Com o frio, sabem sempre bem umas castanhas quentes, assadas pelos vendedores ambulantes nos seus carrinhos com assadores de barro, agora substituídos por alumínio, que felizmente já estão melhor na vida, pois o negócio sai mais rendoso com os muitos turistas e a dúzia da castanha assada já se paga bem: 2 euros e meio este ano.
Por mim, não me queixo do preço, porque ter o trabalho de as assar em casa é impossível por agora, o braço não o permite. 
E é sempre diferente comê-las na rua, tirando-as bem quentes dum cartucho de papel e saboreá-las lentamente.
Em casa tem a vantagem de serem acompanhadas com jeropiga, uma ótima  bebida também para aquecer os corações.
Este poema de Ary dos Santos expressa bem o que representa na paisagem das cidades esta figura popular, e é interpretado com a voz magnífica de Carlos do Carmo, que este ano completou oitenta anos de vida.
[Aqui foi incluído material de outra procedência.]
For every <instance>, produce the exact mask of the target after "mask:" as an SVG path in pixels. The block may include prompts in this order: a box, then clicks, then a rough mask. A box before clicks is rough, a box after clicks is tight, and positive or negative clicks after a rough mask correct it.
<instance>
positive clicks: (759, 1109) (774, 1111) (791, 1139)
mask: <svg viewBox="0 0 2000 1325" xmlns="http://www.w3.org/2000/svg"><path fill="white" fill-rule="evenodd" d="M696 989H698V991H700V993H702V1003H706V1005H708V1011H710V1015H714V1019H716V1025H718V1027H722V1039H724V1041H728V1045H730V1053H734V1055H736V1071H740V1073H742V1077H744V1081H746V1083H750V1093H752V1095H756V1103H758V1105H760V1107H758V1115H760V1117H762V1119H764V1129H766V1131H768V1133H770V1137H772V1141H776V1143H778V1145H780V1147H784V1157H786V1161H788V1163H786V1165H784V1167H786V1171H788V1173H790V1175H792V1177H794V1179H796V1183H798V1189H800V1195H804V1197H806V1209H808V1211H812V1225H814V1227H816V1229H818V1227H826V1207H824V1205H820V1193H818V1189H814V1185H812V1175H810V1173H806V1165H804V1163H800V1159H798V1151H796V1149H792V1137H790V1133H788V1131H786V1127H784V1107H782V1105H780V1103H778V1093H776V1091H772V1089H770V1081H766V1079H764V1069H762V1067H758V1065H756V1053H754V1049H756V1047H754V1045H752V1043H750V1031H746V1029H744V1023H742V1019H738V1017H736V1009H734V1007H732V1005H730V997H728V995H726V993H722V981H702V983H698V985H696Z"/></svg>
«Apregoa pedaços de alegria,
e à noite vai dormir com a tristeza.»


O Homem das Castanhas

Na Praça da Figueira,
ou no Jardim da Estrela,
num fogareiro aceso é que ele arde.
Ao canto do Outono, à esquina do Inverno,
O Homem Das Castanhas é eterno.
Não tem eira nem beira, nem guarida,
e apregoa como um desafio.
É um cartucho pardo a sua vida,
e, se não mata a fome, mata o frio.
Um carro que se empurra,
um chapéu esburacado,
no peito uma castanha que não arde.
Tem a chuva nos olhos e tem o ar cansado
o homem que apregoa ao fim da tarde.
Ao pé dum candeeiro acaba o dia,
voz rouca com o travo da pobreza.
Apregoa pedaços de alegria,
e à noite vai dormir com a tristeza.
Quem quer quentes e boas, quentinhas?
A estalarem cinzentas, na brasa.
Quem quer quentes e boas, quentinhas?
Quem compra leva mais calor p'ra casa.